Los arrestos ya no son exclusivos para líderes destacados; hoy cientos son perseguidos o detenidos por motivos mínimos, desde expresar una opinión hasta participar en protestas. El Estado controla y castiga con un alcance más difuso, pero más efectivo.
¿Por qué importa esta historia más allá de Venezuela?
Simonovis Pertiñez advierte que no se trata solo de un drama venezolano. La historia refleja un mecanismo global donde la persecución política y la desmemoria son repetidas sin cambios, con consecuencias devastadoras en países como Cuba, Irán o Bielorrusia.

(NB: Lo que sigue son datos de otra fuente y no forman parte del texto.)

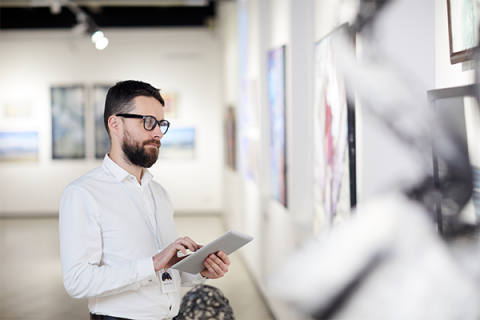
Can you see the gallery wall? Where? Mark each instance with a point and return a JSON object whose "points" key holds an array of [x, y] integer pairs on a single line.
{"points": [[179, 61], [405, 38]]}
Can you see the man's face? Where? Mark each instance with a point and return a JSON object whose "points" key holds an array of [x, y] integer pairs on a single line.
{"points": [[141, 147]]}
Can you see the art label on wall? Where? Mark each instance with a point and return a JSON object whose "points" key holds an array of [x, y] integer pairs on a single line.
{"points": [[230, 138], [170, 107], [18, 146], [102, 141], [178, 144], [68, 122], [332, 179], [277, 113]]}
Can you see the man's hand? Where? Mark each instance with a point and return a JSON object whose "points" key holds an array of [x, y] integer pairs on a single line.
{"points": [[217, 265], [168, 256]]}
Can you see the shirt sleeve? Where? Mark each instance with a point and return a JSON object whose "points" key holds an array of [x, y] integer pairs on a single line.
{"points": [[191, 280], [84, 276]]}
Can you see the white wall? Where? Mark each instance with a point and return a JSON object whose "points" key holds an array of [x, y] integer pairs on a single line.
{"points": [[184, 61], [408, 38]]}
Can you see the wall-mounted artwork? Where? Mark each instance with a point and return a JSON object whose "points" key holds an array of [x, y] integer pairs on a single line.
{"points": [[249, 130], [462, 29], [170, 108], [277, 112], [102, 142], [178, 144], [68, 122], [18, 146], [230, 138], [334, 139]]}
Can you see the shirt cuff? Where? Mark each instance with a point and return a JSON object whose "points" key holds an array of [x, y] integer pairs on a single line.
{"points": [[145, 268]]}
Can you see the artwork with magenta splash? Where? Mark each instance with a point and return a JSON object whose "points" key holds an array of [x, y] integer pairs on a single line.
{"points": [[277, 108], [102, 141], [68, 122], [334, 140]]}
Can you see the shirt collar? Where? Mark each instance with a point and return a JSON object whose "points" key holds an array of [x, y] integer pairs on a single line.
{"points": [[120, 174]]}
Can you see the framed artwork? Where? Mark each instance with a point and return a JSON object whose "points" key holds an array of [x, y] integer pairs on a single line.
{"points": [[170, 108], [277, 113], [68, 122], [462, 29], [334, 139], [249, 130], [178, 144], [102, 141], [230, 138], [450, 104], [19, 146]]}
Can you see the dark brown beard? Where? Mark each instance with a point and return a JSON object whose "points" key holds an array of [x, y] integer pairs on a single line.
{"points": [[137, 154]]}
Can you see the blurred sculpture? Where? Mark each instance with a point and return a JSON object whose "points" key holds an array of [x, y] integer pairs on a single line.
{"points": [[389, 261], [204, 302]]}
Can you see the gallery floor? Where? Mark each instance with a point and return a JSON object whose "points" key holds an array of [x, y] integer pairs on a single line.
{"points": [[31, 282]]}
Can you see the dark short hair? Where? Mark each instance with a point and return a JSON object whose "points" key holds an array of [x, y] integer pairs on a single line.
{"points": [[120, 96]]}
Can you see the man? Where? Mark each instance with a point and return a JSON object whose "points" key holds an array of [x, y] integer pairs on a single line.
{"points": [[117, 232]]}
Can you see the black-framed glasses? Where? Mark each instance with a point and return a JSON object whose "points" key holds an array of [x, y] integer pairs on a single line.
{"points": [[149, 122]]}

En un mundo rodeado por narrativas oficiales sesgadas, este documental rompe el consenso con un relato humano y directo. Ofrece una ventana para entender cómo la pérdida de libertad impacta a las instituciones, a las familias y a la estabilidad misma de una sociedad.
El documental como alerta y punto de encuentro
Exhibido en varias ciudades internacionales, la llegada a Madrid y Barcelona representa un espacio para atender esta realidad ignorada y brindar voz a venezolanos dispersos.
Las funciones, con aforo limitado, serán el 7 de mayo en Barcelona y el 9 y 10 de mayo en Madrid, seguidas de un conversatorio con el director, un testimonio vivo de una historia que no termina y que podría repetirse si no se exhiben sus causas y efectos directamente.